It was a crummy week to be a teacher. Maybe that's why I found special happiness on Thursday to walk into my house after work to the sound of my children's laughter. They were crowded around a chromebook giggling, with my husband hovering nearby. "What's so funny?" I asked. "An Incredibles 2 trailer has been released," all three of them said at once. "You have to see it." I plopped down on the couch to watch and soon I was laughing too. If you haven't seen it, here it is:
Just at the point where Bob explodes into a full-blown dad-rant that ends with "Math is math," my son exclaims, "It turns out our family is the Incredibles." That made us laugh even harder. But it turns out that everyone isn't laughing about "math is math." In fact, some teachers are irritated that Pixar seemingly took a shot at the Common Core State Standards.

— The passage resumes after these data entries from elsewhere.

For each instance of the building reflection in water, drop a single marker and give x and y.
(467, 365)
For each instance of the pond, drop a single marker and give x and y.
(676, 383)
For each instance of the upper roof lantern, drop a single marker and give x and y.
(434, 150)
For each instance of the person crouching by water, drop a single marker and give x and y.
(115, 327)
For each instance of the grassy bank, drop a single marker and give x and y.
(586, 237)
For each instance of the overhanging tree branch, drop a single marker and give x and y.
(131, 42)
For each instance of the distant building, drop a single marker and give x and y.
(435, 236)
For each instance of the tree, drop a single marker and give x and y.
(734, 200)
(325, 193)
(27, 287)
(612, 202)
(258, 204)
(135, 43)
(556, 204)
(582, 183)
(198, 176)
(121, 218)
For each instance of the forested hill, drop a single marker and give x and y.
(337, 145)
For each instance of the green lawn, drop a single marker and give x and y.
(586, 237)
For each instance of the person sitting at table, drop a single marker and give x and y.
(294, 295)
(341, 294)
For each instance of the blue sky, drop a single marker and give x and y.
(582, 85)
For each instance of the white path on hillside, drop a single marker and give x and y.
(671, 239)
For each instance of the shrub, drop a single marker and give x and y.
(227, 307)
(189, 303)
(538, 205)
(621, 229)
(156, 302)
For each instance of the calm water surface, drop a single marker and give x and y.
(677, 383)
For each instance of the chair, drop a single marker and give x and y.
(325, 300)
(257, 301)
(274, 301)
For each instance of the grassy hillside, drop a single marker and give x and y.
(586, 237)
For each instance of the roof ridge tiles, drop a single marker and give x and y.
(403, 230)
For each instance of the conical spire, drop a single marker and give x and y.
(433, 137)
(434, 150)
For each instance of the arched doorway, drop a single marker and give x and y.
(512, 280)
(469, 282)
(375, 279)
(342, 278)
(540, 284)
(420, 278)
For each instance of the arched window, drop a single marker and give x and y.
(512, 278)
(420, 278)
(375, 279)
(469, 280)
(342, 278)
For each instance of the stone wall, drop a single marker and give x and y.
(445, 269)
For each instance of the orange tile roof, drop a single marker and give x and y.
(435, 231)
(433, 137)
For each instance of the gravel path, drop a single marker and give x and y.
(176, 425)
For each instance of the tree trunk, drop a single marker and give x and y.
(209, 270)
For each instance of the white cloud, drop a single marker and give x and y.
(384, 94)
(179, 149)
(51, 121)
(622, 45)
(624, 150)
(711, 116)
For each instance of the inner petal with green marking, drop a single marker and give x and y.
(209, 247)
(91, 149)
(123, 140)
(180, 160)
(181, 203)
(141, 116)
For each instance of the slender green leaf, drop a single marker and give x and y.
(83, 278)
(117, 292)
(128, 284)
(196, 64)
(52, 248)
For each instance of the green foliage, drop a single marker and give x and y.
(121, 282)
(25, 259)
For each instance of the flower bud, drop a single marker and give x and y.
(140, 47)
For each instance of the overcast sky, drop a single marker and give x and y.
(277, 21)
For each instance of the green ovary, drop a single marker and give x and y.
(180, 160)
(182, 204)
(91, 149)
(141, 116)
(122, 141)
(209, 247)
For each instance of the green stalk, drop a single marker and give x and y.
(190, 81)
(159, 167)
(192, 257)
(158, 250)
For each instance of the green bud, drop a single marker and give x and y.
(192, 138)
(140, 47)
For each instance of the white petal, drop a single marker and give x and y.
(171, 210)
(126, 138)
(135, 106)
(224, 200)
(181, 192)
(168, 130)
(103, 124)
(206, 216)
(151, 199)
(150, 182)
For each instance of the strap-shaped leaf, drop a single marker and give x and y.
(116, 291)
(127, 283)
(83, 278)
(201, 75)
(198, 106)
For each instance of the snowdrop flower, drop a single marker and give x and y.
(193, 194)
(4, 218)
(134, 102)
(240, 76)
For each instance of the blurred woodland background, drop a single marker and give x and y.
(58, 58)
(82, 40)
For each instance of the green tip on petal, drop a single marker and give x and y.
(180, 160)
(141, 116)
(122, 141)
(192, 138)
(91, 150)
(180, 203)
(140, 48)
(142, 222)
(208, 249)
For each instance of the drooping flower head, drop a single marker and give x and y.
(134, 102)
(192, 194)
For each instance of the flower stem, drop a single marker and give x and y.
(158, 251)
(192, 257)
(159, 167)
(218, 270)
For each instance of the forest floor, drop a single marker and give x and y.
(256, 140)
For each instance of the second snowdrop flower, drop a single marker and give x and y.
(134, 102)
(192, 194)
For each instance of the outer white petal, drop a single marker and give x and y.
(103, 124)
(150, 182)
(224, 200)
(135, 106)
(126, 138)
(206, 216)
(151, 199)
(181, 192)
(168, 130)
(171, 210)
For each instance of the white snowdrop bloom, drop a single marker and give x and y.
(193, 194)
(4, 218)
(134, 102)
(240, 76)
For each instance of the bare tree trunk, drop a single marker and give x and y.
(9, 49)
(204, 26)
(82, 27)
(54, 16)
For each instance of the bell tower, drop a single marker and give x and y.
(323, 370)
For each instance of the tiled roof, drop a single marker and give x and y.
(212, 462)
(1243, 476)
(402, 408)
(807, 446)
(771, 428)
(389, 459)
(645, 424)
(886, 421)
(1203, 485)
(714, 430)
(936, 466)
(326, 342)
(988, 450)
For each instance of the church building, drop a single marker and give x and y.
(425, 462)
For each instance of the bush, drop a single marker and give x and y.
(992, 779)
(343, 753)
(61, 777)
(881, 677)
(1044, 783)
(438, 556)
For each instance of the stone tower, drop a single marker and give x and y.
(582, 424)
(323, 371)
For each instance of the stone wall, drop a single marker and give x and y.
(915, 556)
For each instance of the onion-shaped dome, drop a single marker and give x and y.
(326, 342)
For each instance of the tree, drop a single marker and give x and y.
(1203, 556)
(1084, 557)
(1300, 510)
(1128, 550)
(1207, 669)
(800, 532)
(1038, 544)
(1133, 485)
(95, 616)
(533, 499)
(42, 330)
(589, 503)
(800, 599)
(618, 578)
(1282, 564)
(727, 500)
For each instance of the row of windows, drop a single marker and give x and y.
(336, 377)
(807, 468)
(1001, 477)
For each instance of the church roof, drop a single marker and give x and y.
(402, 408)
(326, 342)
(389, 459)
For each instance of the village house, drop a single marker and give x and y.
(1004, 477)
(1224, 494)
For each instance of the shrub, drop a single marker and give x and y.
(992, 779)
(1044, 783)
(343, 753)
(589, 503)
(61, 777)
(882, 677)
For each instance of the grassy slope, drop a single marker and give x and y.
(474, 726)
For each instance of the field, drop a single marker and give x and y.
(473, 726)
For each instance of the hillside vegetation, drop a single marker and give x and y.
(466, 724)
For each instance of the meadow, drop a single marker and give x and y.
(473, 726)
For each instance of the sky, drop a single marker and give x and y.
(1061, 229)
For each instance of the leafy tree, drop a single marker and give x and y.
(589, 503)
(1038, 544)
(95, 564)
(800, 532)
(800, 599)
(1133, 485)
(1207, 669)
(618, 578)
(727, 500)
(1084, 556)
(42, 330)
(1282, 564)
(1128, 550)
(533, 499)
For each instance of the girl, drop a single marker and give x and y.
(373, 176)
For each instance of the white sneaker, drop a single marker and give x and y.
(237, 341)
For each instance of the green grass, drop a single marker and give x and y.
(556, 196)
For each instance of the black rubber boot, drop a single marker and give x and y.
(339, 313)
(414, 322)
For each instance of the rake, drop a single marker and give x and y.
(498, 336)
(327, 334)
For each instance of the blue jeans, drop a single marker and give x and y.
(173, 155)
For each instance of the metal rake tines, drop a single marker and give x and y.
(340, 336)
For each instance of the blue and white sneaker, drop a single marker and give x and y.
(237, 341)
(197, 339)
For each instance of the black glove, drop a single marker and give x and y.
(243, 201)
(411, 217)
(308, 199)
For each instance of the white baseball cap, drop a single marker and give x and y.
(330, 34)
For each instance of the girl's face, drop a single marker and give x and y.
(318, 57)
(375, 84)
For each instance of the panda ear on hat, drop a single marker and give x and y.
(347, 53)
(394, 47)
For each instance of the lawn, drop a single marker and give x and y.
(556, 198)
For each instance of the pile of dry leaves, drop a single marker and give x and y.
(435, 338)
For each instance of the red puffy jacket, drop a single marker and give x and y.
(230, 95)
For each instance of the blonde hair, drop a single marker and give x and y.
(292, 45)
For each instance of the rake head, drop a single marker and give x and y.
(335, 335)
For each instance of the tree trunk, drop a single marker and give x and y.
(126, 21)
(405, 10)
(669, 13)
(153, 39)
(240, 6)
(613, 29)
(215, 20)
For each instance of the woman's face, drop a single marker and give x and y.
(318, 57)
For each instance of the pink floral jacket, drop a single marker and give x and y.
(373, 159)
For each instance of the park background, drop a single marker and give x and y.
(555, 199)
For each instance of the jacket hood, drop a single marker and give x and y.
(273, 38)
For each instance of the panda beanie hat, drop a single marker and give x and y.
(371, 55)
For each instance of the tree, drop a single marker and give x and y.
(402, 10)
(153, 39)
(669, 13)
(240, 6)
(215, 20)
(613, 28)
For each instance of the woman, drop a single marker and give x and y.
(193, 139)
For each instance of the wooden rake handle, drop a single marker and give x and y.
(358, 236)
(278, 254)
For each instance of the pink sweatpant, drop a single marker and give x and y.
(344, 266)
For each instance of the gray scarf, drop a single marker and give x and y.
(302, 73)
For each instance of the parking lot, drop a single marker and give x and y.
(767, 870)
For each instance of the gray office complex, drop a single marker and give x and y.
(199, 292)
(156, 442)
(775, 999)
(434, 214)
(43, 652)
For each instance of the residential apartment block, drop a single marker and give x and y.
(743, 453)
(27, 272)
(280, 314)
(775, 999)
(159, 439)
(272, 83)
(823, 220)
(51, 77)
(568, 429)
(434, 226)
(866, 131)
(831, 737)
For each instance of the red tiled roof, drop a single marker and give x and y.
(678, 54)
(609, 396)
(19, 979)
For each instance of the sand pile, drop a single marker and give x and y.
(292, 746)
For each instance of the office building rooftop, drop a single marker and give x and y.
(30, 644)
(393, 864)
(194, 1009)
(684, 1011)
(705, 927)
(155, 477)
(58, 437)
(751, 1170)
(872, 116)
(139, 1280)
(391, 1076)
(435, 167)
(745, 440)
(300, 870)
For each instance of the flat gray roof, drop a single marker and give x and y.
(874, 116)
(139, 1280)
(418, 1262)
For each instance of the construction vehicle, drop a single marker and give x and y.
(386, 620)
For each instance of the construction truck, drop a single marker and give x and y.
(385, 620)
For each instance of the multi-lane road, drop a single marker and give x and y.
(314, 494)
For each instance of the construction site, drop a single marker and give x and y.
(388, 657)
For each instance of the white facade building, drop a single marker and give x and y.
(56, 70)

I'd like to offer a different perspective. Almost every school night for the last two years, I sit down at the dining room table to help my son with his middle school math homework. Most of the time, he doesn't need help, just encouragement. This year there have been more times when he needs help with math and also science. One night last week I had to text three physics teachers to get help with something he was assigned. About once a week I ask "what do the kids without a science teaching mom do when they need help?"
When teachers are absent, we leave lesson plans for our substitute teachers to follow. When kids go home with their school assignments, they sit down at dining room tables to complete the work and their parents, who function essentially as de facto substitute teachers, try to help and support them. Without lesson plans. Without extra information or professional development or degrees in education, parents won't necessarily understand what an assignment is trying to accomplish. Or how a skill is foundational. Or why we would try to solve a problem three or four different ways. They just want to help their kids. And we could probably do a better job at helping them do just that.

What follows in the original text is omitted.